While the film's pseudo-science has been given plenty of thought by the Spierigs, the rest of the movie - not so much. Conceptually, one the biggest missteps is that they've made it look so miserable to be a vampire. The Spierigs have come with with all kinds of cool tech to facilitate their vampire's nocturnal lifestyle but they forgot to make it look appealing - past the opportunity for immortality - to actually be a vampire. These creatures may be at the top of the food chain, but feeding on the world must not all that because every one of them looks bored to tears - which is funny, because this movie takes place in 2019, just ten years after the vampire plague has hit humanity. That's hardly long enough for the ennui of living forever to set in. And save for a couple of characters, apparently being a vampire in this movie also has the unfortunate side effect of turning you into an evil asshole, making the film seem very one-dimensional in its outlook (and again, the timeline is problematic - would so many people who were human in the recent past be so quick to erase their sympathies for humanity?). The Spierigs do have a pretty terrific cast on their hands, though - I never thought I'd see Ethan Hawke, Sam Neill and William Dafoe all together in a frigging vampire movie but here it is.

Some horror fans will rush to embrace Daybreakers just for the fact that it's a new vampire movie that, with its hard-R bloodletting and lack of romance, is proudly not in the Twilight camp. But it's also not very good. While Daybreakers is an improvement over the Spierigs' first film, Undead (2003), as storytellers they've still got a ways to go. Style, however, is something they've got in spades - the Spierigs give plenty of kick to the action scenes here.
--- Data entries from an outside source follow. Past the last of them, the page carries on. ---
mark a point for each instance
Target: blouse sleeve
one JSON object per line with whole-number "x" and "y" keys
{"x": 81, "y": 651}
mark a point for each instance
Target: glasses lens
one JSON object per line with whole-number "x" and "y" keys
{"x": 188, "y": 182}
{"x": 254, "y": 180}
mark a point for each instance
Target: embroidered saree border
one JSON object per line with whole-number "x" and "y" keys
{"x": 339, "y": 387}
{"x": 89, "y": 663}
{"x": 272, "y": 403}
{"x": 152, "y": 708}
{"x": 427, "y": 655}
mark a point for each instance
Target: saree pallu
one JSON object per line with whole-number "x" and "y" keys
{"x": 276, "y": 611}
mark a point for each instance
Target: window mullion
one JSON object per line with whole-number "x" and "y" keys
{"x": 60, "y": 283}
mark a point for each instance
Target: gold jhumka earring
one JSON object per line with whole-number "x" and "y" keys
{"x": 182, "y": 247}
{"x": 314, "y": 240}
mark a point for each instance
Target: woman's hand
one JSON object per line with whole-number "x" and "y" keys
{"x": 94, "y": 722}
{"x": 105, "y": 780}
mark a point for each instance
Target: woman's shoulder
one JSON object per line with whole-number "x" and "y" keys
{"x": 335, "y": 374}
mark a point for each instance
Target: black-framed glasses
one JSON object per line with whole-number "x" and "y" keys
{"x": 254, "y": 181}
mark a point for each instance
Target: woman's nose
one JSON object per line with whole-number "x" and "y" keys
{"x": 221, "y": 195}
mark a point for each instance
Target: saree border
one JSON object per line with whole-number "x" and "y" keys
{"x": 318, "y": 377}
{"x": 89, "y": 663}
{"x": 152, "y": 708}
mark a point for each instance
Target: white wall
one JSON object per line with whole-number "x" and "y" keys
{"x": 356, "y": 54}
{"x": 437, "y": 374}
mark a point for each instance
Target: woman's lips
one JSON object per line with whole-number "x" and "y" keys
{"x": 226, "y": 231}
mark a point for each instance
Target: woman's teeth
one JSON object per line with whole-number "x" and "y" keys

With its solid cast, fast-pace, and striking visuals, Daybreakers is never less than watchable. The problem is, as soon as you give it any thought, it crumbles away to nothing - like a vampire at dawn.

Sunday, June 28, 2009

Blood Work

I don't begrudge anyone who's a fan of that Twilight stuff but it sure isn't for me and even though the HBO show True Blood has gotten some acclaim, I just can't shake my disdain towards love stories about vampires. Ever since I was a kid and I saw Frank Langella's face on the poster for the 1979 Dracula remake and wondered how in the world a guy who looked that lame was supposed to be scary, I've known that sexy, seductive vampires are generally not my thing. Even the best Dracula's, like Lee, Lugosi and Jourdan, were just pretty boys to me. Barlow from Salem's Lot - now that was a vampire.

So imagine how my face lit up with boyish excitement at the promising trailer for Daybreakers - a film that looks to be the vampire apocalypse movie that Blade III (2005) should've been (about damn time!). I couldn't make it all the way through the Spierig Brother's first film, Undead (2003), but Daybreakers looks like a Variety Pack of awesome. Sam Neill looks rocking as a vampire as does William Defoe as a Whistler-esque vampire hunter. Even if this turns out to be total trash, it'll be my kind of trash. If they can make so much trash for other people, they better keep making it for me, too.